Читаем Freaky Deaky полностью

Wendell stopped by the door to the interrogation room and said, "I can't talk to you now." Chris wanted to go over and hug him, but gave him an easy shrug instead and said, "No problem." He turned to leave and heard Wendell say, "Wait. Come here a minute." So he had to go over to Wendell standing with his hand on the door, Wendell in shirtsleeves but his paisley tie knotted up there tight. He said,

"These are Hooker's people," keeping his voice low.

"His houseman over there with Bryl, his lady, Moselle, and we got his bodyguard in here, Juicy Mouth.

You know him?"

"He wasn't around," Chris said.

"That's what he tells me. But if Juicy didn't put the bomb in the chair he knows who did."

Chris said, "This hasn't got anything to do with…"

Wendell was shaking his head.

"Doesn't seem like the least connection."

"What about Skip?"

"Skip Gibbs, worked for the film company. You were right. All we got so far, he turned in his rental car. We left off checking with airlines for the moment and got back on Booker."

Chris felt he had to keep going.

"Anybody watching Robin?"

"She's not that good a suspect yet. I don't have the people to sit around in cars."

"I read her notebook. In capital letters she says she's gonna take Mark Ricks for everything she can get."

"And you see the date on the book, seventeen years ago."

"I know, but it was on her desk and she didn't want us to see it. She had it out, not stuck away somewhere."

Wendell said, "I understand what you're saying. I like it, even if it isn't any kind of evidence would hold up. But I have to let Robin sit while I tend to this one."

Chris said in a hurry, because he had to say it right now, get it out,

"There's something else I want to talk to you about."

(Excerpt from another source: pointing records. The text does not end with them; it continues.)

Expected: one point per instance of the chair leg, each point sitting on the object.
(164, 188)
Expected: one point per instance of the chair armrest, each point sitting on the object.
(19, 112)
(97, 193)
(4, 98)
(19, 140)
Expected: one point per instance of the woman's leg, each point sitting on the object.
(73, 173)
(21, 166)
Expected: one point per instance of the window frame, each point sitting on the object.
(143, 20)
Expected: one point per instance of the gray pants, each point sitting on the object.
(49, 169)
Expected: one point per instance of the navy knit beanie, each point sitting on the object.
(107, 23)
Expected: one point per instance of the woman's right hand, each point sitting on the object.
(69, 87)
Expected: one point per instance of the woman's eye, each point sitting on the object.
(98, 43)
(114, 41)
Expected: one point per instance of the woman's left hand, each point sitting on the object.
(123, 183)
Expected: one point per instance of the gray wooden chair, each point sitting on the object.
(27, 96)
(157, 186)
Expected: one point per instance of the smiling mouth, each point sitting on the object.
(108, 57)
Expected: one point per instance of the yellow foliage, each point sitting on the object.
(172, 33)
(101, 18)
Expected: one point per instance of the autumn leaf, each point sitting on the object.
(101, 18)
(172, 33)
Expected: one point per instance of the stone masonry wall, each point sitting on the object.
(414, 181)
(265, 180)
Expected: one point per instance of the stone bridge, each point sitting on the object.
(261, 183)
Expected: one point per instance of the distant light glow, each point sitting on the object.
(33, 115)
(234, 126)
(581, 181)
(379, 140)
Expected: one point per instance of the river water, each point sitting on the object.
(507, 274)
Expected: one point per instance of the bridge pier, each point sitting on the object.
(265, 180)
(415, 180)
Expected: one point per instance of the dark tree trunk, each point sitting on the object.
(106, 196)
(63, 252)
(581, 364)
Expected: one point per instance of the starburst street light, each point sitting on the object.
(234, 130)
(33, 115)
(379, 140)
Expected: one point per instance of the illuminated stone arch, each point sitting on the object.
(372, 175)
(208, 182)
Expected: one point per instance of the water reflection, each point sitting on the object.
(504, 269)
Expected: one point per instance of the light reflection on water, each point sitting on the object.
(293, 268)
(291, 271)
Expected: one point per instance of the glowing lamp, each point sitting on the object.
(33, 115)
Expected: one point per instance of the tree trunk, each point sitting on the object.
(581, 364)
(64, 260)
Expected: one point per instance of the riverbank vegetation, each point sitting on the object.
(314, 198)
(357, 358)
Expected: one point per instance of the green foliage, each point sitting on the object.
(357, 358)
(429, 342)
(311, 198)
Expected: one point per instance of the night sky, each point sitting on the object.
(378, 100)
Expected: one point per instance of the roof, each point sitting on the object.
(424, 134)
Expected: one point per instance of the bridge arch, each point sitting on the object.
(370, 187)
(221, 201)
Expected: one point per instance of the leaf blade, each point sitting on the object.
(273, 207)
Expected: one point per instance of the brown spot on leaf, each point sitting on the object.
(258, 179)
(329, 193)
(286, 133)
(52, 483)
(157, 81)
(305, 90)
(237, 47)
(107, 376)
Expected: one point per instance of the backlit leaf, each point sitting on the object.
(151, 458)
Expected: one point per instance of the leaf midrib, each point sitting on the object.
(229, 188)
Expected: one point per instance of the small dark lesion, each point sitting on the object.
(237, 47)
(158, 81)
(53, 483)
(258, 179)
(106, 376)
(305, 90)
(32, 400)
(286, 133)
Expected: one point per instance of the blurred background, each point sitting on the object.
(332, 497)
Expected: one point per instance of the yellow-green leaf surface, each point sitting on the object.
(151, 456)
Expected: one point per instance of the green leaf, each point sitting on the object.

He kept staring at Wendell, the lieutenant's hand on the doorknob, about to enter, but staring back at him now, a change in his expression, his eyes. Wendell said, "You're not working for me."

"I know that."

"You might, sometime, but you're not now."

Chris didn't say anything.

"I don't want to hear a question I don't have an answer to. Or I don't want to know anything I'd have trouble explaining where I found it out.

You understand?"

Chris nodded.

"Think about it and we'll talk Monday. All right?"

Chris said, "Whatever you say," sounding a little disappointed but dying to get out of there. He turned to go and Wendell touched his arm.

"Wait, take a minute. See if you think this guy knows anything about bombs."

Juicy Mouth sat hunched over, arms resting on thick knees, eyes raised to them coming in: a young black guy with a build, shoulders stretching his silky jacket. He seemed to fill half of this narrow pink room that was no bigger than a walk-in closet. Next to him was a small wooden table, a tin ashtray on it full of old cigarette butts.

Wendell said, "Juicy, this is Sergeant Mankowski, the last person on this earth to see Booker alive."

Chris had a feeling Juicy didn't give a shit, the way he yawned and leaned back against the wall, the pink surface stained from heads resting against it. Chris didn't notice anything unusual about the guy's mouth.

"I've been telling Juicy," Wendell said, "if he didn't actually set the bomb maybe we could lighten up on him, take it down to accessory."

Juicy said, "You gonna have to let me out any minute now. That's light enough."

"Sergeant Mankowski," Wendell said, "was the bomb man there that time.

Talked to Booker, heard his last words…"

What were they? Chris seemed to recall Booker saying, "Where you motherfuckers going?" Something like that.

And saw Juicy Mouth looking at him, his head still pressed to the wall, Juicy saying, "Is that right? If you the bomb man, how come you didn't take the bomb out from under him?"

Chris didn't see anything especially juicy about the guy's mouth, even when he spoke.

"The question was how to get to it," Chris said.

"Ten sticks of-what was it, sixty percent? Rigged to some kind of electronic pressure sensor. Where would you learn to put something like that together?"

No reaction. He wasn't sure Juicy was even listening.

But then the guy said, "You right there with him, with Booker? Looking to see what you had?"

"I cut into the seat cushion," Chris said, "but couldn't get to the works from the front."

"You right there, but you didn't get blown to shit like Booker did?"

"I stepped outside for a minute."

"You did, huh? I stepped out to get some pizza," Juicy said.

"What'd you step out for?"

"We told him don't move, we'll be right back," Chris said, and felt dumb, this big street kid turning if around on him. The kid wearing five hundred dollars worth of clothes, a Rolex watch…

"Step outside and let the man get blown up by his self Juicy said.

"Yeah, well, if it don't mean shit to you and it don't mean shit to me, why we even talking about it?"

"I still have to sit on you," Wendell said.

"Anybody it says on their sheet kills people, been known to, that makes him a suspect."

"Look on the sheet again, man. No convictions."